You might think you are a true blue Cougar fan, but how committed to the program are you? Take a look at our list of 17 signs you’re an extreme BYU football fan, and see how you stack up.
1. You have a persecution complex.
This probably stems from the fact that LDS saints were driven out of no fewer than three states, but Cougar fans think everyone from power conferences to the liberal media in Salt Lake is out to get them.
2. Your favorite song is “Jock Jams” as performed by Vocal Point.
3. You speak another language.
I’m not talking about the one you learned at the MTC. You see words like yewt, ALUF, and SGC and know immediately what they mean.
4. You’ve written a sharply worded email to Gordon Monson.
5. Your Disney vacations have a greater purpose.
When vacationing with your family at Disneyland, your favorite activity isn’t riding the Teacups or Space Mountain — it’s keeping a running total of BYU gear you see.
6. You take fashion cues from German tourists.
You’ve been known to pair cargo shorts with sandals and black gold toe socks while rocking a killer fanny pack.

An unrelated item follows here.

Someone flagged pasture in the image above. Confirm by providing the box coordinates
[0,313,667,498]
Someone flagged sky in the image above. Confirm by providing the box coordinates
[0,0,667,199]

7. You have a son named Ty and a dog named LaVell.
Who needs a book of baby names when BYU’s all-time roster is listed online?
8. Rise and shout: You wake your children up in the morning by singing the Cougar fight song.
9. You make questionable parenting decisions.
You see no problem strapping a newborn into a baby Bjorn in subzero temp so you and your child can enjoy a game in mid-November.
10. You avoid Ute fans in your ward like the plague.
You know what routes they take to class, their bathroom schedule, what classes their kids are in and make yourself scarce when they’re around.
11. You’re cheap.
This idiom might not be true anymore, but the stereotype that Cougar fans take a copy of the 10 commandments and a $20 bill to away games, and don’t break either, lives on.
12. You’d date a Ute fan because they’re a fun hang, but you’d never marry one.
13. You’ve had beer poured on you at Rice Eccles Stadium.
14. You have a selective memory.
You have a hard time acknowledging that football existed before 1972.
15. You should have been a coach.
You second-guess Bronco so much you may as well list Monday Morning Quarterbacking as a special skill on your LinkedIn profile.
16. Your game day diet consists of a Cougartail, a pint of Bishop’s Bash and a 44-ounce Diet Coke.
17. You’re always scouting.
I’m not referring to the rowdy group of 12-year-olds you’re responsible for. What I mean is you’ve sent tape of your son’s sixth-grade game to coaches to inform them of the husky kid dominating the pee-wee league.